A lo que llama la atención este hábito es a no decidir según sopla el viento.  Porque los sentimientos son esa carga emocional que acompaña, como el frosting al bizcocho, los sucesos de nuestra vida.  Sin ponernos a pensar, hay sucesos que producen agrado, amor, alegría.  Hay otros que producen todo lo contrario.  Cuando Jesús se enfrenta a la pasión próxima en la oración del Huerto, sus sentimientos no eran de gozo.  Su alma se sentía entonces invadida del miedo, la ansiedad, la frustración, el tedio.  Es toda una losa de esos que llamamos sentimientos negativos que le abruma.  Lo que subraya esta reflexión es que la carga emocional, agradable o no, no puede ser la que incline la balanza para aceptar o rechazar algo.  La decisión se hace por razones, no por sentimientos

Enfocando a Jesús en el Huerto, si su decisión dependiese de la carga emocional del momento, saldría corriendo a otro lugar. De hecho, así se lo expresa al Padre: si es posible, pase este cáliz.  Jesús dice “dame otro plan, no este, para cumplir tu voluntad”.  Pero su decisión depende de lo que el Padre le pide.  Por eso “hágase tu voluntad y no la mía”. Decide por la voluntad del Padre.

No podemos tomar decisiones serias por lo que sintamos ante esa decisión.  Porque los sentimientos van y vienen, como la temperatura en el día.  A veces en la oración me siento consolado, experimento luces, la alegría de la fe.  Eso normalmente me conducirá a seguir orando en otra ocasión, para seguir chupando la miel.  He ahí el peligro, porque en otra ocasión caeré tal vez en el silencio de Dios, en lo que Ignacio llama la desolación, la frialdad, el desgano, la confusión, la sequedad.  Si me dejo llevar por el sentimiento dejaré de orar.  Hasta que aparezca de nuevo la alegría del encuentro.

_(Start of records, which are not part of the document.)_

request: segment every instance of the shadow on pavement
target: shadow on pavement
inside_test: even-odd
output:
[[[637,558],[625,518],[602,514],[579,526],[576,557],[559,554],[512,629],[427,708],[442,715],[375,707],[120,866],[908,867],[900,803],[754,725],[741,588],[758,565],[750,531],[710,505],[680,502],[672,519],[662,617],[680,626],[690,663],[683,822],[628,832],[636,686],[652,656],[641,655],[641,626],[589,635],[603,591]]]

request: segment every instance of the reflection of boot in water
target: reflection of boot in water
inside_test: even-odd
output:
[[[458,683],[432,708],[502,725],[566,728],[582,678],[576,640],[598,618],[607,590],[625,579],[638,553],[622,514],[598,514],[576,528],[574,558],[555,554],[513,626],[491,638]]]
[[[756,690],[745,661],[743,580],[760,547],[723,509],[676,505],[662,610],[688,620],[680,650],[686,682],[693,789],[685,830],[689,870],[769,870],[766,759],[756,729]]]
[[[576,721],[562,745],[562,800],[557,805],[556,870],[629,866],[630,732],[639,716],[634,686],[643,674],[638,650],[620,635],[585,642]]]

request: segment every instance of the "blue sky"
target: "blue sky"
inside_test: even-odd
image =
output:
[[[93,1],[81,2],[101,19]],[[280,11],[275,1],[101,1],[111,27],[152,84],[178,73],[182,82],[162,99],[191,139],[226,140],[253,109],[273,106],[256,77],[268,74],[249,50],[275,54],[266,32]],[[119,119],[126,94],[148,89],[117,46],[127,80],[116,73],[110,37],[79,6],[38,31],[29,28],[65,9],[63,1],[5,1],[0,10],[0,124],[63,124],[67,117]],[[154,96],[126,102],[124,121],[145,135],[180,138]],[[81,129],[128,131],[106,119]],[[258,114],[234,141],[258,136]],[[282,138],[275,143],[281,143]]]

Es frase de mucha sabiduría la que formula: “Amar no es un sentimiento sino una decisión”.  En el enamoramiento surge una serie de impulsos, atracciones, fascinaciones, dulzuras, incluso locura.  Bien describe el enamoramiento López de Vega en uno de sus sonetos.  Pero no puedo decidirme a amar a esa persona por la atracción fascinante hacia ella.  En este sentido dicen que el amor es ciego pero el matrimonio abre los ojos.  Superando los sentimientos, la decisión se sustentará en unas razones profundas, en la evaluación de lo que la persona tiene, sus valores, sus coincidencias o complemento con los míos.  Un matrimonio o incluso una consagración religiosa que se sustente en esas fuertes emociones de un baile o un retiro espiritual, puede conducir a un engaño.  Dicen que Lutero decidió la vida religiosa lleno de miedo ante una tormenta donde parecía perder la vida e irse al infierno.  Y entró como agustino para no condenarse.

En el matrimonio habrá momento de flores, como en el flamboyán, pero también de vainas.  Decidir casarme o seguir el matrimonio por flores y vainas es gran error.  La zapata son las razones profundas que me llevan a la decisión.  Luego agradezco la alegría del honey moon, si la hay, o supero las dificultades de la vida rutinaria, dolorosa, para mantener la familia o el perseverar con alguien que sigue siendo distinto a mí en gustos y valores.  Me quedo por esas razones.  No me largo, porque la piña está agria.

“Tengan los mismos sentimientos que Cristo Jesús, quien, a pesar de su condición divina, no hizo alarde de ser igual a Dios; sino que se vació de si y tomó la condición de esclavo” (Fil 2:4).